The threat of global stagflation is rising. And so I’m looking for top gold stocks to buy to capitalise on this. Egypt-focused penny stock Centamin (LSE: CEY) is one such share on my watchlist right now.
A blend of low growth and rocketing inflation (also known as ‘stagflation’) is the perfect scenario for bullion prices to rise. And last week economic data from the US and the eurozone added to fears that this is happening.
Latest news on this front came from Europe on Friday. It showed eurozone consumer price inflation hitting fresh record highs of 7.5% and GDP growth slowing to 0.2% in Q1. The outlook for gold (and by extension gold stocks) looks quite bright, in my opinion.
BIG dividends
I like gold mining stock Centamin thanks to its decent value for money. At 92p per share the penny stock trades on a price-to-earnings (P/E) ratio of just 12.4 times.
This isn’t eye-poppingly cheap on paper. But I consider this to be an attractive figure given the encouraging forecasts for gold prices and the steps Centamin’s taking to supercharge production rates.
What’s more, at today’s prices Centamin carries a fat 5.1% dividend yield. If I bought physical gold or a gold-backed financial product (like an ETF) I’d receive no dividends at all.
Like any share Centamin exposes investors to some measure of risk. For example, profits forecasts could disappoint if gold prices fail to explode. Still, it’s my opinion that the outlook for this particular stock is skewed to the upside.
Brickability Group
I’d also buy Brickability Group (LSE: BRCK) shares for my portfolio in May. This is because it offers the sort of value that’s hard for me to ignore.

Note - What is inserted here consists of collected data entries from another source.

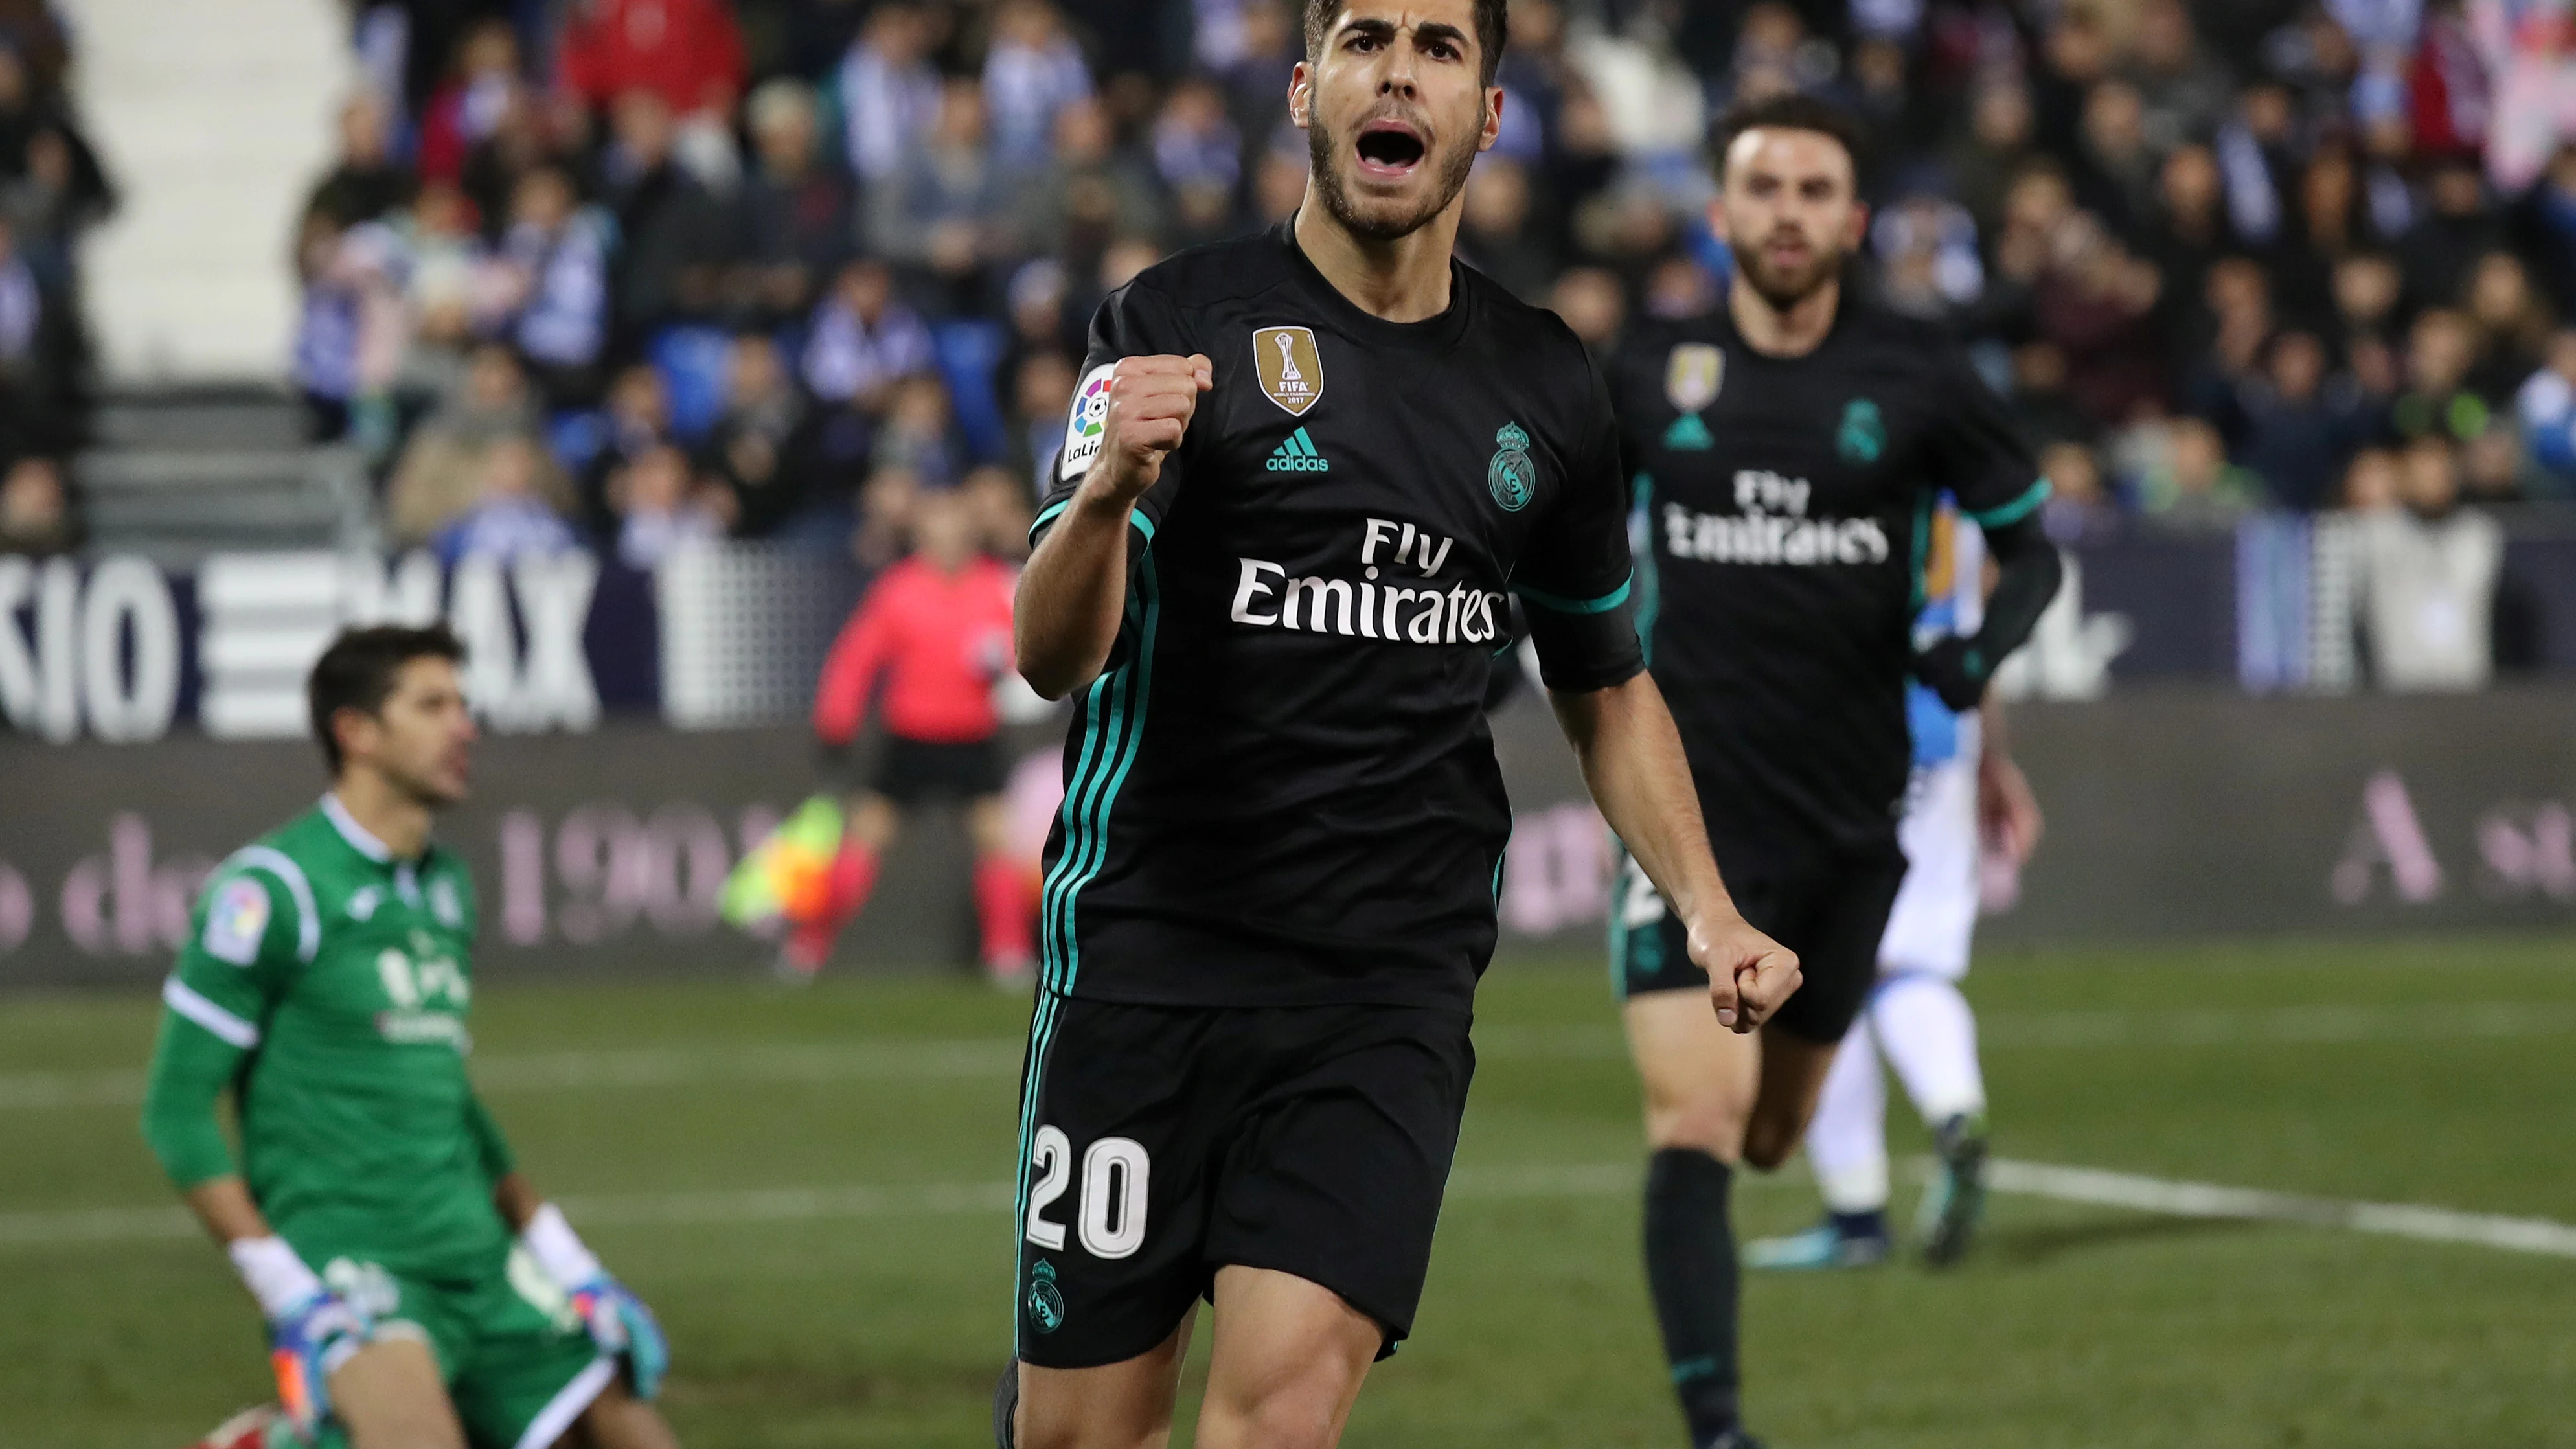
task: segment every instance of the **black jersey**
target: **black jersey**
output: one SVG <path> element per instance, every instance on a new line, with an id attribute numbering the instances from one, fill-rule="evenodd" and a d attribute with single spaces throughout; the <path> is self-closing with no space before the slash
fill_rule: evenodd
<path id="1" fill-rule="evenodd" d="M 1755 352 L 1721 308 L 1613 371 L 1641 627 L 1711 834 L 1892 848 L 1933 500 L 1999 526 L 2047 493 L 2002 400 L 1937 328 L 1848 294 L 1805 356 Z"/>
<path id="2" fill-rule="evenodd" d="M 1118 359 L 1205 353 L 1215 385 L 1137 505 L 1126 617 L 1077 697 L 1049 989 L 1466 1005 L 1511 831 L 1482 708 L 1509 594 L 1551 687 L 1642 660 L 1606 386 L 1552 313 L 1450 278 L 1440 316 L 1387 322 L 1283 226 L 1101 304 L 1033 536 L 1099 451 Z"/>

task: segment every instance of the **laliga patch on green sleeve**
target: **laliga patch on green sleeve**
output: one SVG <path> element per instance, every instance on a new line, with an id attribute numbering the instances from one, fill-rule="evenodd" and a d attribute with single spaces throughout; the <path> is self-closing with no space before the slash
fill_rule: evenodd
<path id="1" fill-rule="evenodd" d="M 259 943 L 268 934 L 268 892 L 246 876 L 235 876 L 215 890 L 206 906 L 206 930 L 199 944 L 206 954 L 235 966 L 259 959 Z"/>

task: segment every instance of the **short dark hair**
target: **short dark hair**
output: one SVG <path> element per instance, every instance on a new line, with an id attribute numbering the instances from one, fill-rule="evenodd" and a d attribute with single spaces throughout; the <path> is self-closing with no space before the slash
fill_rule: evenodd
<path id="1" fill-rule="evenodd" d="M 1309 63 L 1324 53 L 1325 33 L 1333 22 L 1350 8 L 1350 0 L 1305 0 L 1306 59 Z M 1495 68 L 1503 63 L 1503 47 L 1511 43 L 1511 0 L 1476 0 L 1476 79 L 1480 84 L 1494 83 Z"/>
<path id="2" fill-rule="evenodd" d="M 419 628 L 376 624 L 341 630 L 340 637 L 313 662 L 313 673 L 304 681 L 304 702 L 313 716 L 313 738 L 321 743 L 322 759 L 333 776 L 340 773 L 340 738 L 331 732 L 333 717 L 344 709 L 361 714 L 383 709 L 385 696 L 394 692 L 396 676 L 415 659 L 462 664 L 465 644 L 445 624 Z"/>
<path id="3" fill-rule="evenodd" d="M 1861 126 L 1851 112 L 1830 101 L 1797 91 L 1764 96 L 1758 101 L 1744 101 L 1727 108 L 1717 118 L 1708 135 L 1708 169 L 1720 184 L 1726 180 L 1726 153 L 1735 146 L 1735 138 L 1747 131 L 1814 131 L 1829 136 L 1849 156 L 1852 170 L 1860 170 Z"/>

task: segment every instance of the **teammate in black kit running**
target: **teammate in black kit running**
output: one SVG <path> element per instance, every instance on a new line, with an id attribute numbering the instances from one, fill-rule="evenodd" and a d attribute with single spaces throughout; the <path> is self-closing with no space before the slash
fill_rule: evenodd
<path id="1" fill-rule="evenodd" d="M 1640 561 L 1654 677 L 1671 701 L 1719 866 L 1806 984 L 1758 1038 L 1719 1031 L 1680 923 L 1630 871 L 1613 970 L 1654 1157 L 1646 1273 L 1694 1449 L 1738 1417 L 1737 1162 L 1780 1165 L 1876 976 L 1897 849 L 1909 672 L 1953 709 L 2057 590 L 2048 485 L 1999 399 L 1935 327 L 1844 295 L 1864 235 L 1854 130 L 1785 96 L 1730 114 L 1711 223 L 1736 274 L 1715 315 L 1632 340 L 1614 378 L 1652 545 Z M 1917 653 L 1935 495 L 1985 530 L 2001 576 L 1968 639 Z"/>
<path id="2" fill-rule="evenodd" d="M 1501 0 L 1310 0 L 1304 205 L 1103 304 L 1020 585 L 1079 691 L 1022 1125 L 996 1434 L 1323 1449 L 1413 1320 L 1510 816 L 1486 733 L 1510 596 L 1603 812 L 1749 1030 L 1793 957 L 1728 900 L 1628 606 L 1608 392 L 1455 264 Z M 1014 1405 L 1011 1395 L 1016 1393 Z"/>

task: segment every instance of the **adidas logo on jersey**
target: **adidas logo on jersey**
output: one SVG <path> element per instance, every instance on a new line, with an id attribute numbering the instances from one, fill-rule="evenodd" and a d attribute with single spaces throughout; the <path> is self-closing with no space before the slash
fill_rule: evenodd
<path id="1" fill-rule="evenodd" d="M 1664 446 L 1676 453 L 1705 453 L 1717 446 L 1717 436 L 1697 413 L 1684 413 L 1664 429 Z"/>
<path id="2" fill-rule="evenodd" d="M 1324 455 L 1315 451 L 1315 440 L 1306 436 L 1306 430 L 1304 428 L 1299 428 L 1297 431 L 1290 433 L 1277 448 L 1271 451 L 1270 462 L 1267 466 L 1273 473 L 1329 473 L 1333 471 L 1333 465 L 1324 460 Z"/>

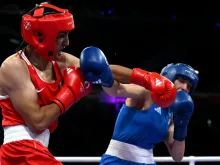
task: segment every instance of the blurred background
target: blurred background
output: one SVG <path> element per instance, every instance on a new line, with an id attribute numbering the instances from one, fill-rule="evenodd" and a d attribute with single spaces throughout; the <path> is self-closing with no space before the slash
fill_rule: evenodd
<path id="1" fill-rule="evenodd" d="M 21 16 L 41 2 L 0 1 L 1 62 L 21 42 Z M 76 29 L 70 33 L 66 51 L 77 57 L 83 48 L 93 45 L 103 50 L 110 64 L 160 72 L 168 63 L 182 62 L 198 70 L 200 81 L 192 96 L 195 112 L 188 127 L 185 156 L 220 156 L 220 6 L 217 2 L 49 2 L 73 13 Z M 58 129 L 51 134 L 51 153 L 101 156 L 107 149 L 123 102 L 122 98 L 106 96 L 95 86 L 89 96 L 60 117 Z M 1 142 L 2 138 L 1 131 Z M 155 147 L 154 153 L 169 156 L 163 143 Z"/>

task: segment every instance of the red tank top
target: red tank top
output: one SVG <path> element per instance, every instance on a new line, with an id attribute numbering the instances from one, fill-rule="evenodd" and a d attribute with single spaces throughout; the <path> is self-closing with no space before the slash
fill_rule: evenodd
<path id="1" fill-rule="evenodd" d="M 35 68 L 31 65 L 24 53 L 17 53 L 22 60 L 27 64 L 30 72 L 31 80 L 36 88 L 38 94 L 38 103 L 40 106 L 48 105 L 52 103 L 53 97 L 59 92 L 59 88 L 62 82 L 62 72 L 55 61 L 52 61 L 53 69 L 56 75 L 55 82 L 45 82 L 37 74 Z M 2 126 L 13 125 L 26 125 L 21 115 L 15 110 L 13 104 L 8 96 L 0 96 L 0 106 L 2 108 Z M 50 132 L 53 132 L 57 128 L 58 119 L 54 121 L 49 127 Z"/>

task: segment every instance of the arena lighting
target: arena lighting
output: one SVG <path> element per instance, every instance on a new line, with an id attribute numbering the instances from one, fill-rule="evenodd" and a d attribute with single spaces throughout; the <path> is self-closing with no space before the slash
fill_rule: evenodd
<path id="1" fill-rule="evenodd" d="M 105 92 L 101 92 L 99 94 L 99 98 L 100 98 L 101 102 L 105 102 L 105 103 L 113 103 L 114 104 L 114 103 L 124 103 L 125 102 L 125 98 L 109 96 Z"/>
<path id="2" fill-rule="evenodd" d="M 99 97 L 100 102 L 107 103 L 107 104 L 114 104 L 115 109 L 118 112 L 121 108 L 121 104 L 125 103 L 125 100 L 126 100 L 126 98 L 109 96 L 105 92 L 101 92 L 98 97 Z"/>
<path id="3" fill-rule="evenodd" d="M 172 15 L 171 18 L 172 18 L 172 19 L 176 19 L 176 15 Z"/>
<path id="4" fill-rule="evenodd" d="M 113 11 L 114 11 L 114 9 L 109 9 L 107 11 L 101 11 L 100 14 L 102 16 L 104 16 L 104 15 L 111 15 L 113 13 Z"/>

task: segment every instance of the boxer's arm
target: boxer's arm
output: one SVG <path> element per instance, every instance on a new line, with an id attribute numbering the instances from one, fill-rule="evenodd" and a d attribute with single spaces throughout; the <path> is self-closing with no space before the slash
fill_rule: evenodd
<path id="1" fill-rule="evenodd" d="M 64 57 L 65 57 L 65 67 L 68 66 L 75 66 L 75 67 L 79 67 L 80 66 L 80 62 L 79 62 L 79 58 L 66 53 L 66 52 L 62 52 Z M 131 80 L 131 75 L 132 75 L 132 69 L 121 66 L 121 65 L 109 65 L 111 70 L 112 70 L 112 74 L 115 80 L 124 83 L 124 84 L 128 84 L 130 83 Z"/>
<path id="2" fill-rule="evenodd" d="M 80 67 L 79 65 L 79 58 L 77 58 L 76 56 L 69 54 L 69 53 L 64 53 L 68 62 L 68 66 L 75 66 L 75 67 Z M 68 67 L 67 66 L 67 67 Z"/>
<path id="3" fill-rule="evenodd" d="M 118 81 L 114 81 L 111 88 L 103 86 L 102 88 L 110 96 L 133 99 L 145 98 L 148 96 L 151 100 L 151 92 L 144 87 L 135 84 L 121 84 Z"/>
<path id="4" fill-rule="evenodd" d="M 59 65 L 61 68 L 67 68 L 69 66 L 75 66 L 77 68 L 80 67 L 79 58 L 66 52 L 62 52 L 62 55 L 57 62 L 60 62 Z"/>
<path id="5" fill-rule="evenodd" d="M 66 52 L 63 52 L 63 55 L 65 56 L 66 67 L 68 66 L 79 67 L 80 66 L 79 58 Z M 120 65 L 109 65 L 109 66 L 112 70 L 112 74 L 115 80 L 121 83 L 124 83 L 124 84 L 130 83 L 132 69 L 124 67 L 124 66 L 120 66 Z"/>
<path id="6" fill-rule="evenodd" d="M 166 144 L 167 149 L 173 160 L 176 162 L 180 162 L 183 159 L 185 153 L 185 141 L 174 140 L 173 133 L 174 124 L 172 123 L 169 128 L 168 136 L 165 139 L 164 143 Z"/>
<path id="7" fill-rule="evenodd" d="M 110 68 L 115 80 L 124 84 L 130 83 L 132 69 L 120 65 L 110 65 Z"/>
<path id="8" fill-rule="evenodd" d="M 36 89 L 22 60 L 6 62 L 0 72 L 4 79 L 1 86 L 31 131 L 47 129 L 60 116 L 60 108 L 55 103 L 40 107 Z"/>

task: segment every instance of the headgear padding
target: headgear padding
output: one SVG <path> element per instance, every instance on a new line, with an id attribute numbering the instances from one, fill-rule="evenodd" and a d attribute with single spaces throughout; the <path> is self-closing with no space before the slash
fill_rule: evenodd
<path id="1" fill-rule="evenodd" d="M 162 69 L 160 74 L 173 83 L 178 77 L 183 77 L 188 80 L 192 84 L 189 94 L 192 94 L 196 90 L 199 81 L 199 76 L 196 71 L 191 66 L 183 63 L 168 64 Z"/>
<path id="2" fill-rule="evenodd" d="M 45 14 L 45 8 L 55 13 Z M 23 40 L 32 46 L 42 58 L 53 61 L 56 57 L 56 38 L 60 32 L 74 29 L 73 15 L 67 9 L 42 3 L 30 13 L 22 16 L 21 35 Z"/>

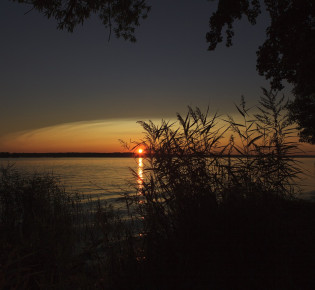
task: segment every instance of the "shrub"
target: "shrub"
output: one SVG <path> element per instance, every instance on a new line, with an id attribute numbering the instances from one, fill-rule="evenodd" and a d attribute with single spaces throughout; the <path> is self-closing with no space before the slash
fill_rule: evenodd
<path id="1" fill-rule="evenodd" d="M 79 201 L 53 176 L 0 169 L 1 288 L 58 288 L 67 280 Z"/>
<path id="2" fill-rule="evenodd" d="M 153 223 L 146 225 L 147 231 L 167 235 L 183 216 L 240 198 L 294 195 L 300 171 L 293 158 L 297 145 L 288 141 L 293 129 L 287 104 L 263 92 L 258 114 L 251 115 L 244 100 L 236 106 L 241 122 L 228 117 L 222 125 L 217 114 L 209 118 L 199 108 L 189 108 L 185 118 L 177 114 L 178 127 L 139 122 L 145 137 L 135 147 L 145 147 L 145 178 L 131 200 L 145 223 Z M 229 132 L 234 135 L 224 139 Z"/>
<path id="3" fill-rule="evenodd" d="M 291 222 L 303 234 L 312 223 L 305 230 L 304 205 L 294 199 L 298 147 L 287 104 L 263 93 L 256 114 L 244 100 L 236 106 L 241 121 L 222 125 L 217 114 L 189 108 L 177 123 L 139 122 L 145 135 L 132 149 L 145 148 L 143 176 L 134 172 L 142 182 L 126 200 L 142 224 L 144 288 L 255 288 L 264 271 L 266 287 L 284 287 L 299 281 L 294 263 L 310 265 L 304 254 L 283 262 L 301 240 L 288 242 Z"/>

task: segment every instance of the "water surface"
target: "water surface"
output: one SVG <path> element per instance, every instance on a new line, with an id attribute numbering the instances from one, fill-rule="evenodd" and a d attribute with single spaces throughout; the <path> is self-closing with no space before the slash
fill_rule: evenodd
<path id="1" fill-rule="evenodd" d="M 302 198 L 315 198 L 315 158 L 296 159 L 303 174 L 299 184 Z M 112 200 L 123 192 L 135 192 L 137 180 L 131 169 L 141 176 L 142 158 L 0 158 L 0 165 L 15 164 L 30 174 L 53 173 L 67 189 Z"/>
<path id="2" fill-rule="evenodd" d="M 138 169 L 139 159 L 0 158 L 0 165 L 6 164 L 14 164 L 28 174 L 53 174 L 67 189 L 111 200 L 125 191 L 135 191 L 131 169 Z"/>

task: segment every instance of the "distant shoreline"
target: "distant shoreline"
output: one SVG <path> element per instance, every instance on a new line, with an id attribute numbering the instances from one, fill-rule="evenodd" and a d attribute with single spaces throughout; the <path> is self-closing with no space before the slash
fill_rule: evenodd
<path id="1" fill-rule="evenodd" d="M 112 152 L 112 153 L 80 153 L 80 152 L 64 152 L 64 153 L 9 153 L 0 152 L 0 158 L 65 158 L 65 157 L 139 157 L 139 154 L 133 152 Z M 145 157 L 145 155 L 143 156 Z M 223 155 L 222 157 L 226 157 Z M 240 157 L 240 155 L 231 155 L 231 157 Z M 245 157 L 245 156 L 244 156 Z M 315 155 L 291 155 L 293 158 L 315 158 Z"/>
<path id="2" fill-rule="evenodd" d="M 0 158 L 64 158 L 64 157 L 133 157 L 132 152 L 113 152 L 113 153 L 9 153 L 0 152 Z"/>

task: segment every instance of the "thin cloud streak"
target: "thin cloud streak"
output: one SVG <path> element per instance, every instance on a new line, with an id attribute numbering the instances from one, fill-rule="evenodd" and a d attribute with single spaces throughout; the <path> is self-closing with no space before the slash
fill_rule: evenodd
<path id="1" fill-rule="evenodd" d="M 94 120 L 65 123 L 7 134 L 2 152 L 114 152 L 124 151 L 118 139 L 137 139 L 137 120 Z"/>

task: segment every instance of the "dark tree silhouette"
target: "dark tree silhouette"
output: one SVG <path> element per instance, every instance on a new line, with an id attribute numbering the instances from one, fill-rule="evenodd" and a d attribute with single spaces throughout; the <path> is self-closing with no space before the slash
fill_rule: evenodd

At 93p per share the building products provider trades on a forward price-to-earnings (PEG) ratio of just 0.3. Any reading below 1 suggests a share is undervalued.
Like Centamin, Brickability presents some danger to equity investors. Insolvency specialist Begbies Traynor said last week that the number of construction companies “in critical financial distress” leapt 52% year-on-year in the first quarter.
With the UK economy stalling, it’s possible that Brickability’s earnings forecasts could be downgraded. Still, it’s my opinion that its ultra-low valuation reflects this possibility.
A mega-cheap penny stock
Besides, over the long-term I think Brickability could be in great shape to deliver terrific profits growth.
Nationwide data last week showed that average home values continue to soar by double-digit percentages. This reflects the country’s huge housing shortage, which the government is aiming to solve by creating 300,000 new homes a year.
Firms like Brickability will play a massive role in this housebuilding revolution. I think I could make some excellent returns on the back of this.